According to court orders issued in the Eastern District of Virginia, “the United States seized two command-and-control (C2) and malware distribution domains used in a recent spear-phishing activity that mimicked email communications from the U.S. Agency for International Development (USAID).”
Seizure of the Two Domains to Disrupt Malicious Actors
Microsoft has issued a security alert last week that Nobelium, a Russian group that had been behind the SolarWinds cyber attack identified last year, had turned to target government agencies, think tanks, consultants, and non-governmental organizations.
Seized two domains were used during this recent phishing campaign that targeted a marketing firm used by the U.S. Agency for International Development – USAID – to send spear-phishing emails and containing a “special alert,” to thousands of email accounts at over one hundred entities.
The malicious links within the phishing emails were designed to eventually redirect the user to a landing page that is controlled by the attackers so that a malicious ISO file would be installed on the victim’s device, according to Microsoft researchers.
Subsequently, that file would install a Dynamic Link Library that contains a customized Cobalt Strike Beacon loader, which Microsoft calls “NativeZone.”
“Upon clicking on a spear-phishing email’s hyperlink, the victim computer was directed to download malware from a sub-domain of theyardservice[.]com. Using that initial foothold, the actors then downloaded the Cobalt Strike tool to maintain a persistent presence and possibly deploy additional tools or malware to the victim’s network”.
“The actors’ instance of the Cobalt Strike tool received C2 communications via other subdomains of theyardservice[.]com, as well as the domain worldhomeoutlet[.]com. It was those two domains that the Department seized under the court’s seizure order”, according to the Justice Department.

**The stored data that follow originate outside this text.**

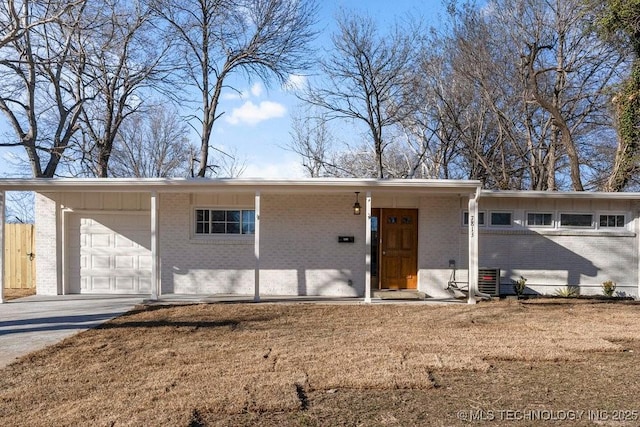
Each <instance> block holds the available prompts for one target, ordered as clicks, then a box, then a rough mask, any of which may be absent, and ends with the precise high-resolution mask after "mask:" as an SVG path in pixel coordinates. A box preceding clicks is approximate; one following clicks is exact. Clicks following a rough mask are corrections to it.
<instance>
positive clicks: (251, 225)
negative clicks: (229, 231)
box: [242, 210, 256, 234]
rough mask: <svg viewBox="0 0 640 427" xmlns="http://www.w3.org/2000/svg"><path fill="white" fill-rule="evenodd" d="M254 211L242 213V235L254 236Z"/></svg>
mask: <svg viewBox="0 0 640 427" xmlns="http://www.w3.org/2000/svg"><path fill="white" fill-rule="evenodd" d="M255 218H256V211H254V210H246V211H242V234H255V232H256V221H255Z"/></svg>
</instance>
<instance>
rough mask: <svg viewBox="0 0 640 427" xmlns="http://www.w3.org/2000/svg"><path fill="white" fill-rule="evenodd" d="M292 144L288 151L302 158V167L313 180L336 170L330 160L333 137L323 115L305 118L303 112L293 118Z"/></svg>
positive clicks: (290, 143) (327, 124) (306, 117)
mask: <svg viewBox="0 0 640 427" xmlns="http://www.w3.org/2000/svg"><path fill="white" fill-rule="evenodd" d="M290 135H291V142H290V143H289V145H288V146H287V149H289V150H291V151H293V152H294V153H296V154H298V155H299V156H300V157H301V158H302V166H303V167H304V169H305V171H306V173H307V175H309V177H311V178H318V177H322V176H328V175H330V174H331V173H330V172H329V170H333V169H335V165H333V164H332V163H331V161H330V159H329V156H330V154H331V151H332V140H333V137H332V135H331V132H330V131H329V126H328V123H327V120H326V119H325V118H324V117H322V115H319V116H318V115H316V116H313V117H305V116H304V115H303V114H302V113H301V112H298V113H296V114H294V115H293V116H292V127H291V132H290Z"/></svg>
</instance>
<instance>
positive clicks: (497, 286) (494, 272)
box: [478, 268, 500, 297]
mask: <svg viewBox="0 0 640 427" xmlns="http://www.w3.org/2000/svg"><path fill="white" fill-rule="evenodd" d="M478 291H480V292H482V293H483V294H489V295H491V296H492V297H499V296H500V269H499V268H480V269H478Z"/></svg>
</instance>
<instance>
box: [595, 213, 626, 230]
mask: <svg viewBox="0 0 640 427" xmlns="http://www.w3.org/2000/svg"><path fill="white" fill-rule="evenodd" d="M600 227H624V215H600Z"/></svg>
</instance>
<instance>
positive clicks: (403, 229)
mask: <svg viewBox="0 0 640 427" xmlns="http://www.w3.org/2000/svg"><path fill="white" fill-rule="evenodd" d="M379 226H380V278H381V280H380V288H381V289H417V286H418V276H417V275H418V211H417V210H416V209H381V210H380V224H379Z"/></svg>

Therefore, the Department’s seizure of the two domains was aimed at disrupting the malicious actors’ follow-on exploitation of victims, as well as identifying compromised victims.

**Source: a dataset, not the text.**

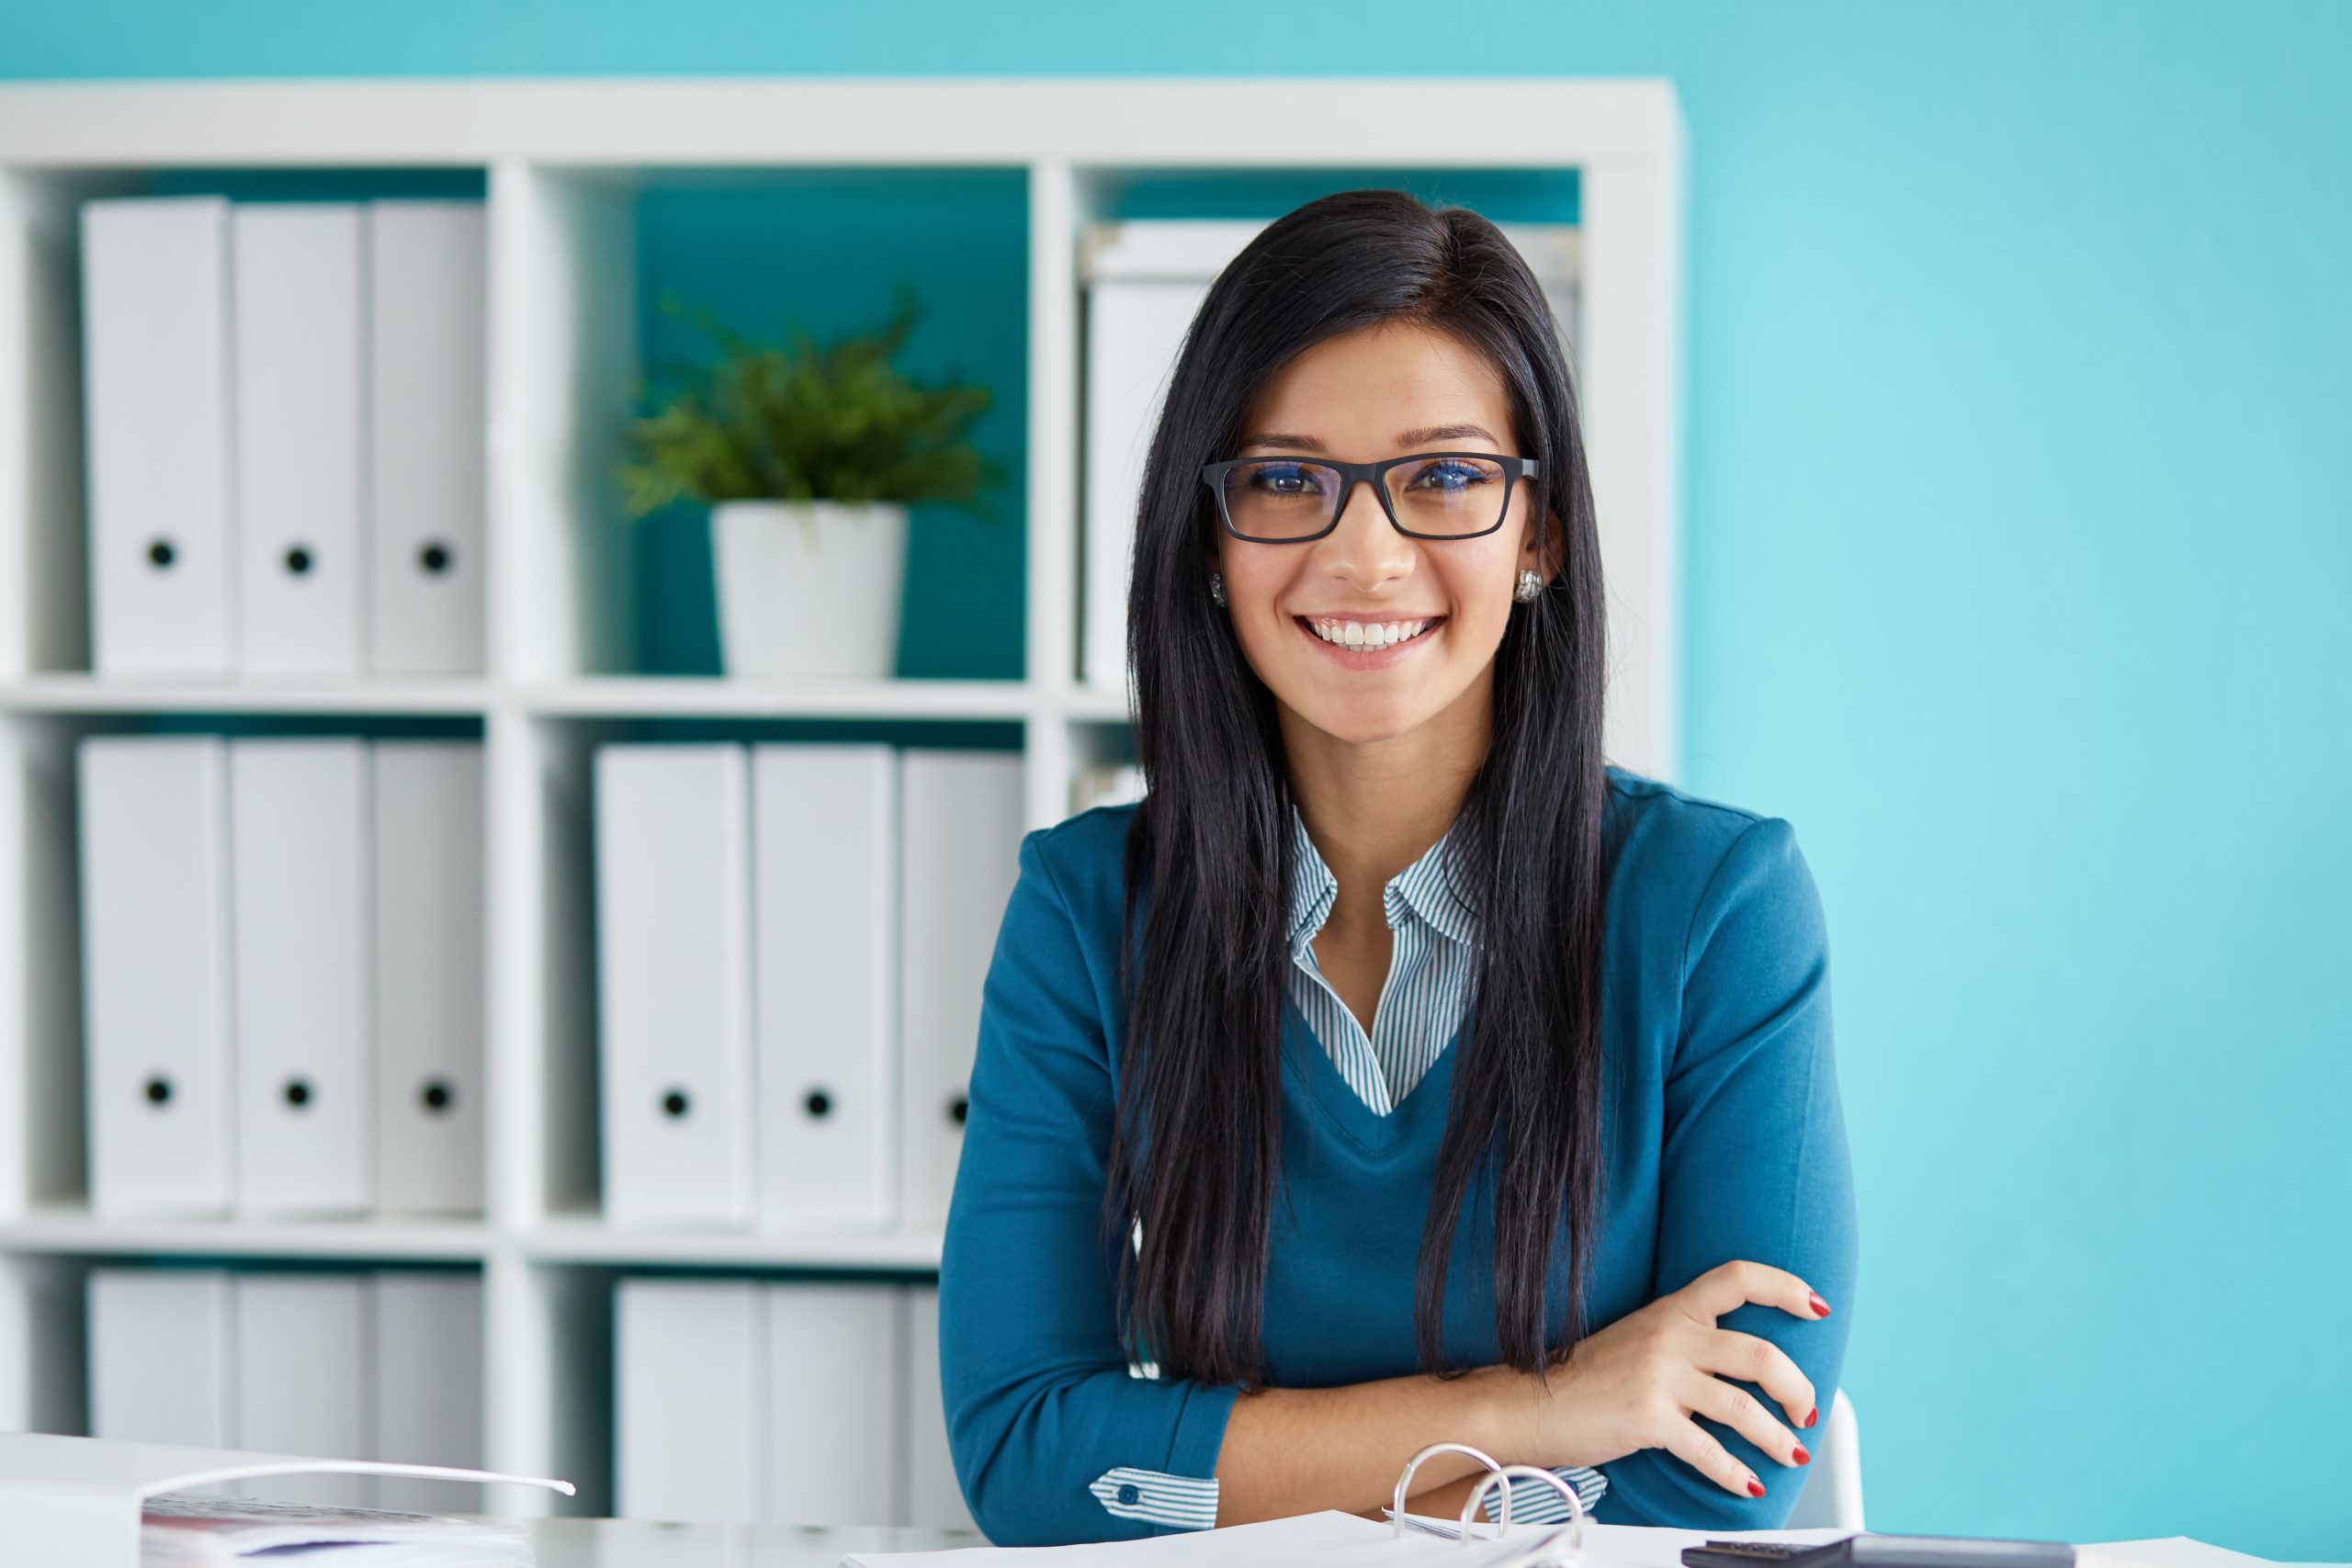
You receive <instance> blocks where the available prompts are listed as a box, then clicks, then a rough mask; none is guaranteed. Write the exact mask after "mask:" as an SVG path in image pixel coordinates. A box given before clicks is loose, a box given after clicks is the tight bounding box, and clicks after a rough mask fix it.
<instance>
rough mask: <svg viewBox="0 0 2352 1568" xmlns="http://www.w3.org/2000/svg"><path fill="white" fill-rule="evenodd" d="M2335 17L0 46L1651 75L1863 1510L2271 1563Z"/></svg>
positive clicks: (171, 40)
mask: <svg viewBox="0 0 2352 1568" xmlns="http://www.w3.org/2000/svg"><path fill="white" fill-rule="evenodd" d="M2347 68H2352V5H2338V2H2331V0H2314V2H2303V5H2284V2H2267V5H2258V2H2239V5H2178V2H2176V5H2157V2H2103V5H2089V2H2074V5H2060V2H2018V0H1994V2H1971V5H1957V2H1952V5H1891V2H1889V5H1823V2H1788V5H1731V2H1700V0H1679V2H1665V5H1625V7H1599V5H1564V2H1557V0H1489V2H1486V5H1479V7H1475V12H1470V14H1461V16H1458V19H1456V26H1432V21H1430V12H1428V7H1418V5H1399V2H1395V0H1352V2H1348V5H1338V2H1308V0H1247V2H1244V0H1192V2H1190V5H1183V7H1150V9H1145V7H1105V5H1080V2H1063V5H910V2H906V0H887V2H882V0H861V2H856V5H842V7H837V9H830V7H814V5H776V2H774V0H762V2H731V5H717V2H687V0H677V2H673V5H663V7H654V5H644V2H642V0H637V2H628V5H623V2H616V0H595V2H574V5H555V2H553V0H543V2H539V5H485V2H482V0H466V2H456V0H407V2H402V5H334V7H320V5H261V2H256V0H212V2H209V5H176V2H172V0H143V2H141V0H82V2H80V5H59V2H56V0H49V2H40V0H21V2H19V5H12V7H7V9H5V12H0V73H7V75H33V78H40V75H115V78H120V75H209V73H221V75H287V73H292V75H374V73H388V75H402V73H463V75H473V73H746V71H760V73H941V75H962V73H1188V75H1190V73H1272V71H1279V73H1303V71H1331V73H1482V71H1494V73H1658V75H1668V78H1672V80H1675V82H1677V85H1679V89H1682V99H1684V106H1686V115H1689V127H1691V181H1693V186H1691V282H1689V287H1691V301H1689V303H1691V315H1689V367H1686V376H1689V480H1686V489H1689V538H1686V559H1689V574H1686V623H1684V625H1686V658H1689V665H1686V668H1689V715H1686V752H1689V759H1691V762H1689V783H1691V785H1696V788H1698V790H1703V792H1710V795H1717V797H1724V799H1731V802H1740V804H1748V806H1762V809H1769V811H1776V813H1785V816H1788V818H1792V820H1795V825H1797V832H1799V842H1802V844H1804V849H1806V853H1809V856H1811V860H1813V867H1816V872H1818V879H1820V886H1823V896H1825V903H1828V914H1830V933H1832V957H1835V985H1837V1023H1839V1039H1842V1048H1844V1088H1846V1114H1849V1121H1851V1128H1853V1152H1856V1166H1858V1178H1860V1206H1863V1225H1865V1237H1863V1295H1860V1300H1858V1305H1856V1309H1853V1312H1856V1333H1853V1356H1851V1378H1849V1392H1851V1394H1853V1399H1856V1403H1858V1408H1860V1413H1863V1427H1865V1434H1867V1443H1865V1455H1867V1493H1870V1516H1872V1523H1875V1526H1877V1528H1882V1530H1955V1533H2018V1535H2063V1537H2074V1540H2096V1537H2119V1535H2157V1533H2176V1530H2178V1533H2190V1535H2199V1537H2206V1540H2216V1542H2223V1544H2232V1547H2239V1549H2246V1552H2258V1554H2267V1556H2281V1559H2321V1556H2331V1559H2352V1441H2347V1429H2352V1349H2347V1347H2352V1331H2347V1326H2345V1319H2347V1312H2345V1307H2347V1302H2352V1218H2347V1211H2352V1154H2347V1145H2352V1133H2347V1114H2345V1105H2347V1100H2352V1048H2347V1046H2352V1041H2347V1034H2352V1027H2347V1001H2345V990H2347V987H2345V983H2347V978H2352V898H2347V891H2345V889H2347V882H2352V456H2347V451H2352V440H2347V435H2352V287H2347V280H2352V261H2347V259H2352V179H2347V172H2345V169H2347V162H2352V92H2347V89H2345V78H2347ZM1399 113H1411V101H1409V99H1406V101H1402V103H1399ZM861 315H868V313H861ZM917 341H920V336H917Z"/></svg>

Assistant Attorney General John C. Demers of the Justice Department’s National Security Division mentions that “Last week’s action is a continued demonstration of the department’s commitment to proactively disrupt hacking activity before the conclusion of a criminal investigation”.
“Cyber intrusions and spear-phishing email attacks can cause widespread damage throughout affected computer networks, and can result in significant harm to individual victims, government agencies, NGOs, and private businesses,” said Acting U.S. Attorney Raj Parekh for the Eastern District of Virginia.
“These actions demonstrate our ability to quickly respond to malicious cyber activities by leveraging our unique authorities to disrupt our cyber adversaries”, said Assistant Director in Charge Steven M. D’Antuono of the FBI’s Washington Field Office.
Assistant Director Bryan Vorndran of the FBI’s Cyber Division says “We will continue to use all of the tools in our toolbelt and leverage our domestic and international partnerships to not only disrupt this type of hacking activity but to impose risk and consequences upon our adversaries to combat these threats.”